Leni’s questions – a statement on the government’s drug war

Ngayon ang tanong ko: Ano bang kinatatakutan ninyo?

Ano ba ang kinatatakutan ninyong malaman ko?

Ano ba ang kinatatakutan ninyong malaman ng taumbayan?

Now my question: what are you afraid of?

What are you afraid of me to know?

What are you afraid of knowing the people?

With those questions, Vice President Leni Robredo painted to the public the real problem in the Duterte government’s battle against illegal drugs which has not shown signs of decreasing despite the loss of more than 20,000 lives (government will admit to only about 6,000).

Robredo asked the question after he was fired by Duterte as co-chair of the Inter-Agency Committee on Anti-Illegal Drugs late evening of Sunday for reasons that Malacañang has muddled in its nine-page statement.

In one paragraph, the statement said, it was “in response to the suggestion of Liberal Party President, Senator Francis Pangilinan, to just fire the Vice President from her post” and to the “taunt and dare of VP Robredo for the President to just tell her that he wants her out.”

That’s childish.

The firing of Robredo came a day after Duterte apologized to her for believing the falsehood given to him by his minions that she has invited the United Nations' investigators to look into the drug problem. He thought Philem Kine, former deputy director for Asia, a non-government group, was a UN official.

Duterte took it against Robredo that she met with the United Nations and the United States embassy officials.

That’s part of her knowing the landscape that she was overseeing. What’s wrong with that? As Robredo asked, “what are you afraid of?

Malacañang unwittingly admitted the Duterte administration’s vulnerability when it mentioned in the statement Robredo’s “request for police data” which they suspected is to validate“the falsity of their arguments that the extra-judicial killings are state-sponsored. “

The police data on death related to the illegal campaign has become a state secret. Not even a Supreme Court order could make the police release to the families of the victims the information on the circumstances of the death of their kins.

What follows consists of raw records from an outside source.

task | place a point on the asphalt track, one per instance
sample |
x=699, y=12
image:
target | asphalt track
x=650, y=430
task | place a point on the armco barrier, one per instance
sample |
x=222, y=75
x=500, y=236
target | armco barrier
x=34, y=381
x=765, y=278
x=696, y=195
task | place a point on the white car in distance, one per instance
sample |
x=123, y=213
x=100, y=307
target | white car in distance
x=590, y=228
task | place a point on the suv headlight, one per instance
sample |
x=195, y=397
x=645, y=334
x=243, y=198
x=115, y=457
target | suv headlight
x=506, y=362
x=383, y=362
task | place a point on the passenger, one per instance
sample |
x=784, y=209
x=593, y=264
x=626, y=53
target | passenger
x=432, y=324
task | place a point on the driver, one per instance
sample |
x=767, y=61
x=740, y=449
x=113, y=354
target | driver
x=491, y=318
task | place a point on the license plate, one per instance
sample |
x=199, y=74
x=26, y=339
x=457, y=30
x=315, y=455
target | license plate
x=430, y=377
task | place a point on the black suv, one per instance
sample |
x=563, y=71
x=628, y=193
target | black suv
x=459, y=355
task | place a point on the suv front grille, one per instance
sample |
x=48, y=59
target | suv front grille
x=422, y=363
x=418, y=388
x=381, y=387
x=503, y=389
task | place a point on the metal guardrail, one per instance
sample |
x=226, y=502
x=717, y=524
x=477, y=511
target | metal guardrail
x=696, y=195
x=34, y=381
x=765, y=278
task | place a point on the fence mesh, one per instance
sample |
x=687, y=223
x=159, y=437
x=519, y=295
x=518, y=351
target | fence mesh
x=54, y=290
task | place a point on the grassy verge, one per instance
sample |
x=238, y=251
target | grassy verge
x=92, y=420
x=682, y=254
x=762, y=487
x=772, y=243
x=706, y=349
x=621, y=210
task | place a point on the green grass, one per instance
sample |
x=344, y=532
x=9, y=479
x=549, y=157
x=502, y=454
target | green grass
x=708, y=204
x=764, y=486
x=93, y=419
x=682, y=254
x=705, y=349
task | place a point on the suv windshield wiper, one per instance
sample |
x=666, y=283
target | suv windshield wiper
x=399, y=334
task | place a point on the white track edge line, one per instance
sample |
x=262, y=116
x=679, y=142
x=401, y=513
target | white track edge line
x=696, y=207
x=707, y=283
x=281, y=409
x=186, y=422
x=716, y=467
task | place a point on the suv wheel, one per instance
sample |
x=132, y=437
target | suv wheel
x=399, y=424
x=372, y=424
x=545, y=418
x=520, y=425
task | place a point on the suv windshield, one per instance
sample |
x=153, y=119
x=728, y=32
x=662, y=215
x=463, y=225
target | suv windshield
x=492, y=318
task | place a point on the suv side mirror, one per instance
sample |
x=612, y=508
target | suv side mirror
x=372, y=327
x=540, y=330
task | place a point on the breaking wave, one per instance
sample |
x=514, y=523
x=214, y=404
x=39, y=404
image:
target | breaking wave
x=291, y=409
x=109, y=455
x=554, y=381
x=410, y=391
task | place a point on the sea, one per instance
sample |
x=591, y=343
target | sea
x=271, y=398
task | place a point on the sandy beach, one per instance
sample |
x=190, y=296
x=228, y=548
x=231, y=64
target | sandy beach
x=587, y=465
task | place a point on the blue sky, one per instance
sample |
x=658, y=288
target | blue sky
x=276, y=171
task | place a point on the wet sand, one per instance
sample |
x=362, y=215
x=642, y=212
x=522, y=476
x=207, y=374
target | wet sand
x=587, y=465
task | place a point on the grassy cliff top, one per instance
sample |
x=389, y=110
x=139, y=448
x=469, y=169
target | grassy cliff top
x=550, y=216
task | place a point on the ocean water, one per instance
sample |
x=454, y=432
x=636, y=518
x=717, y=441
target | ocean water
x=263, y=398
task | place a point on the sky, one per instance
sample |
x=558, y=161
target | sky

That list must contain damaging information to those in power because even Philippine Drug Enforce Agency head Aaron Aquino, who we regard highly for standing firmly on the shabu-in-magnetic- filters case and for helping unmask then Police Chief Oscar Albayalde, turned impertinent when Robredo asked for the list of high-value targets in the drug war, which includes drug lords.

That’s why we are intrigued by Bong Go, a senator who remains Duterte’s prime minion, becoming shrill with his ‘kill drug lords” rant against Robredo.

Go was frothing in the mouth defending the President’s firing of Robredo: “Sa dalawang linggong n’ya (as ICAD co-chair) meron bang namatay na drug lord?” he asked.

We would like to ask Go. Of the more than 20,000 killed in the drug war or let’s go by the government figure of 6,000, in the three and half years of Duterte’s presidency, how many were drug lords?

Was 17-year Kian de los Santos, who was dragged to a corner of the street killed while pleading “Tama na po, tama na po, may test pa ako bukas” a drug lord?

Raymart Siapno, a 19 year old handicap, who was given a gun by policemen ordered to run. Raymart could not becausehe was born with two club feet. Policemen killed him while he was on his knees. Was he a drug lord?

There are many more.

Robredo asked the questions we want to ask Duterte and his men:

Ano bang kinatatakutan ninyo?

Ano ba ang kinatatakutan ninyong malaman ko?

Ano ba ang kinatatakutan ninyong malaman ng taumbayan?